✨ TL;DR
LPSR is an inference-time error correction method that monitors internal model activations to detect reasoning mistakes, then rolls back generation and steers the model using cached corrections—no training required. It improves an 8B model's math accuracy from 28.8% to 44.0%, outperforming prompted self-correction and even larger 70B models.
Large language models frequently make unrecoverable reasoning errors during text generation. Once a model takes a wrong reasoning step, subsequent tokens tend to compound the mistake rather than self-correct, leading to cascading failures in multi-step tasks like mathematical reasoning. Existing inference-time correction methods like prompted self-correction often perform worse than standard generation, and scaling approaches like best-of-N sampling require prohibitively high token budgets. The fundamental challenge is detecting when an error occurs mid-generation and intervening effectively without requiring model retraining or expensive additional forward passes.
Latent Phase-Shift Rollback (LPSR) operates at inference time by monitoring the residual stream at a critical layer during each generation step.
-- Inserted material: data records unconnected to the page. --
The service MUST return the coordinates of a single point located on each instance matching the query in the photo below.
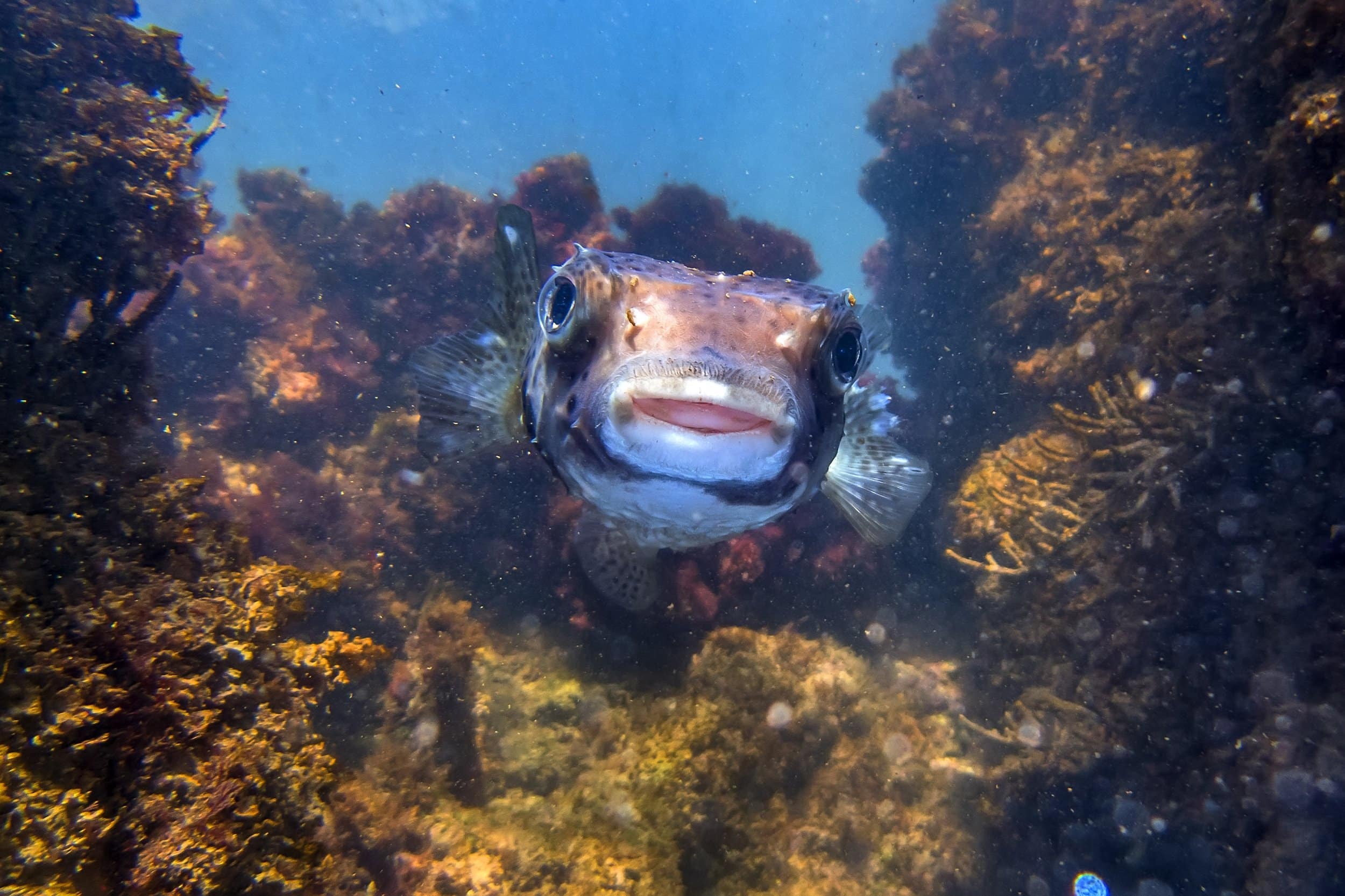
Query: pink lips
(700, 416)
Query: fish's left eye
(558, 304)
(845, 357)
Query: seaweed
(98, 200)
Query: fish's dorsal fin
(877, 330)
(470, 382)
(626, 573)
(873, 481)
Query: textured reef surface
(261, 648)
(1114, 240)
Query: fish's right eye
(558, 304)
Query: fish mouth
(705, 417)
(703, 428)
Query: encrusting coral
(1113, 239)
(158, 734)
(779, 763)
(298, 417)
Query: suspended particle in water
(897, 749)
(1088, 884)
(779, 716)
(1031, 735)
(424, 735)
(1088, 630)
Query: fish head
(650, 369)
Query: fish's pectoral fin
(470, 393)
(875, 482)
(625, 572)
(877, 485)
(470, 384)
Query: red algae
(1118, 219)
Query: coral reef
(288, 347)
(97, 198)
(1129, 245)
(159, 736)
(686, 224)
(779, 763)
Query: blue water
(762, 103)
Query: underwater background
(252, 642)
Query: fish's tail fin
(470, 382)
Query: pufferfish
(682, 407)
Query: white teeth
(755, 455)
(708, 390)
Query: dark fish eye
(560, 303)
(845, 357)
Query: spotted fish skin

The method uses a dual-gate mechanism combining cosine similarity and entropy metrics to detect abrupt directional reversals (phase shifts) in the activation space that signal reasoning errors. When a phase shift is detected, LPSR rolls back the key-value cache to before the error and injects a pre-computed steering vector to guide the model toward correct reasoning. The steering vectors are computed offline and cached, requiring no fine-tuning, gradient computation, or additional forward passes during inference. The method includes a layer sweep analysis to identify optimal monitoring depths.